According to the peer-reviewed database, HSDB, oral absorption of quinidine is the most frequent cause of intoxication. Quinidine is almost completely absorbed from the gastrointestinal tract. However, because of hepatic first-pass effect, the absolute bioavailability is about 70 to 80% of the ingested dose and may vary between patients and preparations. The time to plasma peak concentration is 1 to 3 hours for quinidine sulphate, 3 to 6 hours for quinidine gluconate and about 6 hours for quinidine polygalacturonate. Sustained-release quinidine is absorbed continuously over 8 to 12 hours. Absorption of quinidine after intramuscular injection may be erratic and unpredictable with incomplete absorption of the administered dose, probably due to precipitation of drug at the site of injection. About 70 to 80% of the drug is bound to plasma protein. Plasma protein binding is decreased in patients with chronic liver disease. The quinidine concentrations in liver are 10 to 30 times higher than those in plasma. Skeletal and cardiac muscle, brain and other tissues contain intermediate amounts. The red cell plasma partition ratio is 0.82. The half-life is about 6 to 7 hours. It is increased in chronic liver disease and in the elderly. It does not appear to be altered in congestive heart failure or renal failure. 50 to 90% of quinidine is metabolized in the liver to hydroxylated products. Metabolites include 3-hydroxyquinidine, 2 oxoquinidinone, 0-desmethylquinidine, quinidine-N-oxide. The principal metabolite is 3 hydroxyquinidine which exerts similar effects to quinidine and may account for part of the observed antiarrhythmic effects.
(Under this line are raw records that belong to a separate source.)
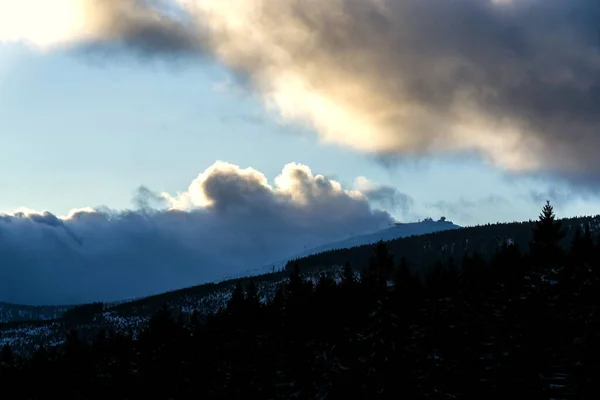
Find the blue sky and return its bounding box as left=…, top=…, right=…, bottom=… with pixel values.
left=0, top=44, right=597, bottom=228
left=0, top=0, right=600, bottom=304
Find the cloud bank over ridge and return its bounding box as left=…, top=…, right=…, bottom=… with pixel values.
left=0, top=0, right=600, bottom=188
left=0, top=162, right=394, bottom=304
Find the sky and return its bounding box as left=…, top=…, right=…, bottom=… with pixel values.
left=0, top=0, right=600, bottom=303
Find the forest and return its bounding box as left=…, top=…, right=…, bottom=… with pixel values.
left=0, top=203, right=600, bottom=400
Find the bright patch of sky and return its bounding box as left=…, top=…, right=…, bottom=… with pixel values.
left=0, top=44, right=597, bottom=224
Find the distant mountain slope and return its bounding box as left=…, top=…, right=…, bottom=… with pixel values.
left=296, top=215, right=600, bottom=272
left=286, top=220, right=461, bottom=261
left=0, top=216, right=600, bottom=350
left=227, top=218, right=461, bottom=279
left=0, top=303, right=71, bottom=323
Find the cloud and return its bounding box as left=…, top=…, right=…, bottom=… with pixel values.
left=354, top=176, right=414, bottom=218
left=9, top=0, right=600, bottom=187
left=529, top=188, right=575, bottom=207
left=426, top=194, right=511, bottom=224
left=0, top=162, right=393, bottom=304
left=0, top=0, right=202, bottom=56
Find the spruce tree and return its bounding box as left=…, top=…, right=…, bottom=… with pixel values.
left=227, top=281, right=246, bottom=314
left=530, top=201, right=565, bottom=272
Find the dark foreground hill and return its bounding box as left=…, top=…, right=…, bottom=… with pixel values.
left=0, top=205, right=600, bottom=400
left=0, top=216, right=600, bottom=353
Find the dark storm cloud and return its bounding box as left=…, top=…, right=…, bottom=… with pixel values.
left=9, top=0, right=600, bottom=191
left=0, top=163, right=393, bottom=304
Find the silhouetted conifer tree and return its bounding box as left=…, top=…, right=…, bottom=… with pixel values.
left=530, top=201, right=566, bottom=270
The elimination kinetics of hydroxyquinidine appear to be similar to those of quinidine. The amount excreted unchanged in urine is variable but is about 17% of an administered dose. Up to 50% of a dose of quinidine (unchanged + metabolites) is excreted in urine within 24 hours after administration. Renal excretion is dependent upon the pH of the urine. 50 to 90% of a dose of quinidine is metabolized in the liver. Approximately 1 to 3% is excreted in the feces via the bile. Quinidine is excreted in breast milk.